Ensuite, la façon dont l’auteur présente ses personnages m’a paru vraiment particulière et intrigante. En effet, j’ai remarqué que chaque personnage à une signification et tient un rôle précis dans l’histoire. Par exemple, Clarisse, la jeune fille, représente la voix pétillante et pleine de vie qui sera à l’origine de la remise en question du héros. Il y a aussi Beatty, qui lui, se fait le porte parole du régime totalitaire et tente de remettre Montag sur la route imposée. Et puis, Fabber. Lui fait office de représentant de la minorité intellectuelle qui n’ose pas se manifester comme le traduit cette expression ” et parmi les rares qui restent, la plupart, comme moi, cèdent facilement à la peur” (p.121). L’auteur a donc voulu à travers ces personnages variés, révéler les différentes attitudes humaines.
Enfin j’ai trouvé amusante mais aussi surprenante l’imagination de l’auteur concernant la vie dans le futur.

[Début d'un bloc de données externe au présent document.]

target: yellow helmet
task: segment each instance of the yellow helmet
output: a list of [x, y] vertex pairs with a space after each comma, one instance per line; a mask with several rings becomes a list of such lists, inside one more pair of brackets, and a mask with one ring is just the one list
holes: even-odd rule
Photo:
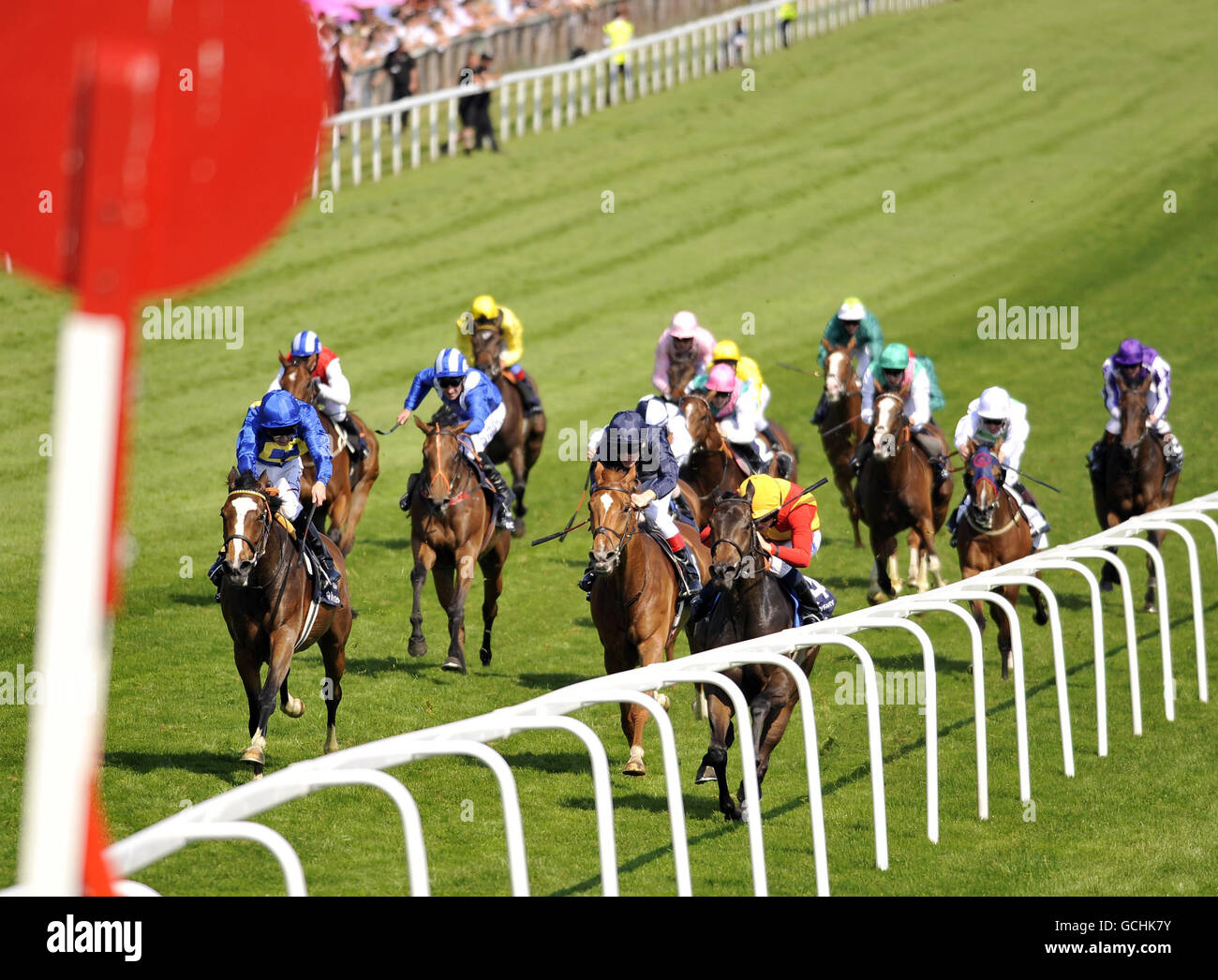
[[471, 307], [474, 317], [479, 320], [497, 320], [499, 318], [499, 304], [493, 296], [479, 296]]
[[736, 341], [720, 341], [715, 345], [711, 360], [739, 360], [741, 348]]

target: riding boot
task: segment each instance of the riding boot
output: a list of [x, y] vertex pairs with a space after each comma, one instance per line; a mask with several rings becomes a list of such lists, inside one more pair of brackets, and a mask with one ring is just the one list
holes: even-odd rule
[[778, 582], [799, 603], [801, 625], [806, 626], [808, 623], [820, 622], [833, 615], [837, 597], [823, 586], [820, 586], [820, 594], [817, 594], [817, 586], [804, 576], [799, 569], [794, 566], [787, 569]]
[[516, 522], [512, 516], [512, 504], [515, 502], [516, 497], [512, 492], [512, 487], [507, 485], [503, 478], [503, 474], [501, 474], [498, 467], [491, 463], [491, 458], [486, 453], [481, 453], [479, 455], [479, 463], [482, 464], [482, 472], [486, 474], [487, 481], [492, 487], [495, 487], [496, 497], [498, 497], [499, 506], [495, 522], [504, 531], [515, 531]]
[[419, 482], [420, 476], [421, 474], [410, 474], [410, 478], [406, 481], [406, 493], [403, 493], [402, 499], [397, 502], [397, 505], [407, 514], [410, 513], [410, 497], [414, 494], [414, 485]]
[[537, 415], [541, 413], [541, 398], [537, 397], [537, 388], [533, 387], [532, 379], [520, 371], [515, 375], [516, 379], [516, 391], [520, 392], [520, 401], [524, 402], [525, 415]]

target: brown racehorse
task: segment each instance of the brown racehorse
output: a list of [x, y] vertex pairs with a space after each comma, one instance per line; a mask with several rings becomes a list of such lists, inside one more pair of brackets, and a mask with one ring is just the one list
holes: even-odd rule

Il parle de robots, de télévision avec lesquelles on peut dialoguer alors que les avancées dans ces domaines, à son époques, étaient très restreintes. L’auteur invente un robot traquant les criminels appelé “Limier”, les gens peuvent échanger avec des “familles virtuelles”. Ces créations ne sont pas désuètes pour un lecteur du XXIème siècle.

9 12 2008
Simon (18:17:24) :

Tout d’abord, j’ai aimé la description futuriste mais crédible de la société présentée par Ray Bradbury. Les citadins ne vivent que pour se distraire et la télévision est omniprésente. La femme de Montag est un exemple des nombreuses victimes : elle passe la majeur partie de son temps dans son salon multimédia et n’a plus aucune envie. Cette société peut se rapprocher de la nôtre par certains côtés.
Ensuite, le personnage de Montag est intéressant. Son parcours dans l’histoire est plein de rebondissements et de remises en question. Quand il rencontre Clarisse, jeune femme curieuse, il commence à s’interroger sur le monde qui l’entoure. L’évolution psychologique de ce personnage m’a beaucoup plu.